Christopher Marlowe was born at Canterbury in 1563 and became one of the greatest poets and playwrights of his age.
Thomas Walsingham IV became Marlowe's patron and the poet is known to have stayed at Scadbury from time to time, and to have attended services at St.Nicholas' Church in Chislehurst.
He may have obtained material for 'The Massacre in Paris' from the Walsinghams. Sir Francis Walsingham, Thomas Walsingham's cousin, was the English Ambassador in Paris at the time of the St.Bartholomew's Day massacre of Protestant Huguenots in 1572.

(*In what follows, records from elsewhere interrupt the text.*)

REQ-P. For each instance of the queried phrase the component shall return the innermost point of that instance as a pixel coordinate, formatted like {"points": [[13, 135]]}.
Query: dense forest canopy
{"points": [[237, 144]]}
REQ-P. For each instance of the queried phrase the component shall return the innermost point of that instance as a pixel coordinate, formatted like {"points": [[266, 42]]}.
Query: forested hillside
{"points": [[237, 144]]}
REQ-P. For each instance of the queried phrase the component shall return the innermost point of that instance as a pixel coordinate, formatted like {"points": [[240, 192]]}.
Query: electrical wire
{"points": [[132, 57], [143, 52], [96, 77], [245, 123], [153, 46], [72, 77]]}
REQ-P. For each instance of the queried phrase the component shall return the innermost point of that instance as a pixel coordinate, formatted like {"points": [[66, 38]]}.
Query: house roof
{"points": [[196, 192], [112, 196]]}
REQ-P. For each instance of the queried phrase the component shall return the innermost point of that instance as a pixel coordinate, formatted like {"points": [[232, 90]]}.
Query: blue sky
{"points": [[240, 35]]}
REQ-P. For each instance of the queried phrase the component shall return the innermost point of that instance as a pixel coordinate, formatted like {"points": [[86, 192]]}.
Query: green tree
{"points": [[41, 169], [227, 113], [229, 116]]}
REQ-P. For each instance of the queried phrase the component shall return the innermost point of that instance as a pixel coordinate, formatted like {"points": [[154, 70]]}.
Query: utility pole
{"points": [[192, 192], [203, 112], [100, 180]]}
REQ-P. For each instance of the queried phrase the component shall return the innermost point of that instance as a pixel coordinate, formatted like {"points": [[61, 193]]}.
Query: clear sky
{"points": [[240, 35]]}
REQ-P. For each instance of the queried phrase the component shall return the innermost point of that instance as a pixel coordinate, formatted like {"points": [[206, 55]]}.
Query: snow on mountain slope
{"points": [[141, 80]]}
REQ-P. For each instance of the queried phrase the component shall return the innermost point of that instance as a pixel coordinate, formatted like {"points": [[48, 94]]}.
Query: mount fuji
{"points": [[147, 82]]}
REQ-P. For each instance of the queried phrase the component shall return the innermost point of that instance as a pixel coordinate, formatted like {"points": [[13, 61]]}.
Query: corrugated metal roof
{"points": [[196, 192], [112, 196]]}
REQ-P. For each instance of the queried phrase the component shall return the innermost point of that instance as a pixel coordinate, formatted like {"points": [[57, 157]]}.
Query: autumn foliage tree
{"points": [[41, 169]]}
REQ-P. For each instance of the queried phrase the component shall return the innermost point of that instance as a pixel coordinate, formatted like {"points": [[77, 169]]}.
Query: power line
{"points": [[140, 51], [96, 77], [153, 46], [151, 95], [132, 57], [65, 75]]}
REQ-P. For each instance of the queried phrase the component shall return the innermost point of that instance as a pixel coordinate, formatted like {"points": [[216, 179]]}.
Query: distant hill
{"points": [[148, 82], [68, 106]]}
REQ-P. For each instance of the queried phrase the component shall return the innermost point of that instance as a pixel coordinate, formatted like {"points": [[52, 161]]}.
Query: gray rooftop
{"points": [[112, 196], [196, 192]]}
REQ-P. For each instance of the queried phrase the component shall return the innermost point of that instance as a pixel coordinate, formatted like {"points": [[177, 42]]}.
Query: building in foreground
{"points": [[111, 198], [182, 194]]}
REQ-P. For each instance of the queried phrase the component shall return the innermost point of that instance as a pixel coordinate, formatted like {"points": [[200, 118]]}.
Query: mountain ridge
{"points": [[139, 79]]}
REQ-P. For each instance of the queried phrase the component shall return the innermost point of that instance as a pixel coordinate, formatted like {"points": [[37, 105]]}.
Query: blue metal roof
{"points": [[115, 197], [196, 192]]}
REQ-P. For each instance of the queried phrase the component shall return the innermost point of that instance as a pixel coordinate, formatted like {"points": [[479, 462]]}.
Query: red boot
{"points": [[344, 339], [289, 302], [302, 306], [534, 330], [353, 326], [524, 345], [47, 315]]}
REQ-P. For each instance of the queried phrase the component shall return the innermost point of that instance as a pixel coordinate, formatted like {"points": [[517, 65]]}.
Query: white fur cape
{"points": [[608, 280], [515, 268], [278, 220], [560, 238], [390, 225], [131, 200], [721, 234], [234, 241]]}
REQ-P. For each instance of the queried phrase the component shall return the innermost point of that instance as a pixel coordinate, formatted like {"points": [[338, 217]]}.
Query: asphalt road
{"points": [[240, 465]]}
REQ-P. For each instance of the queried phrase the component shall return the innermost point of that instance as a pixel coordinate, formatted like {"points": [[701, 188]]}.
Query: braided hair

Marlowe was arrested at Scadbury on 18 May 1593 on a charge of heresy brought after allegations made by Richard Baines. Baines appears to have been a doubtful witness, being hanged at Tyburn the following year for a ‘degrading offence’. Marlowe was freed following examination by the Privy Council on condition he remained within a few miles of the Court at Greenwich.
He died in a brawl in the house of Eleanor Bull at Deptford Strand on 30 May 1593. He was with there with Ingram Frizer, Robert Poley and Nicholas Skeres, all of whom were associated with Thomas Walsingham and probably companions of Marlowe at Scadbury. The subsequent Coroner’s report stated that they ‘could not be at one nor agree about the payment of the sum of pence, that is, le recknynge..’, and in the ensuing struggle Marlowe was fatally wounded above the eye.


Another faction believes that Christopher Marlowe was not killed at Deptford but was spirited away and went on to write Shakespeare's works.
Calvin Hoffman, an American theatre critic, claimed in 1952 that Marlowe was the author of Shakespeare's plays while in hiding at Scadbury or elsewhere following his contrived 'death'. He developed a theory that copies of the plays in Marlowe's hand could have been entombed with his patron, Sir Thomas Walsingham, in 1630. In 1956 the monument in St.Nicholas' Church was opened and found to contain no manuscripts. The remains of Walsingham were not disturbed, being in the vault below. It is interesting to note that Scadbury has another connection with the 'Shakespeare authorship' question. Roger Manners, Earl of Rutland, is said by some to be the author of the plays and was married to the grand-daughter of Sir Francis Walsingham.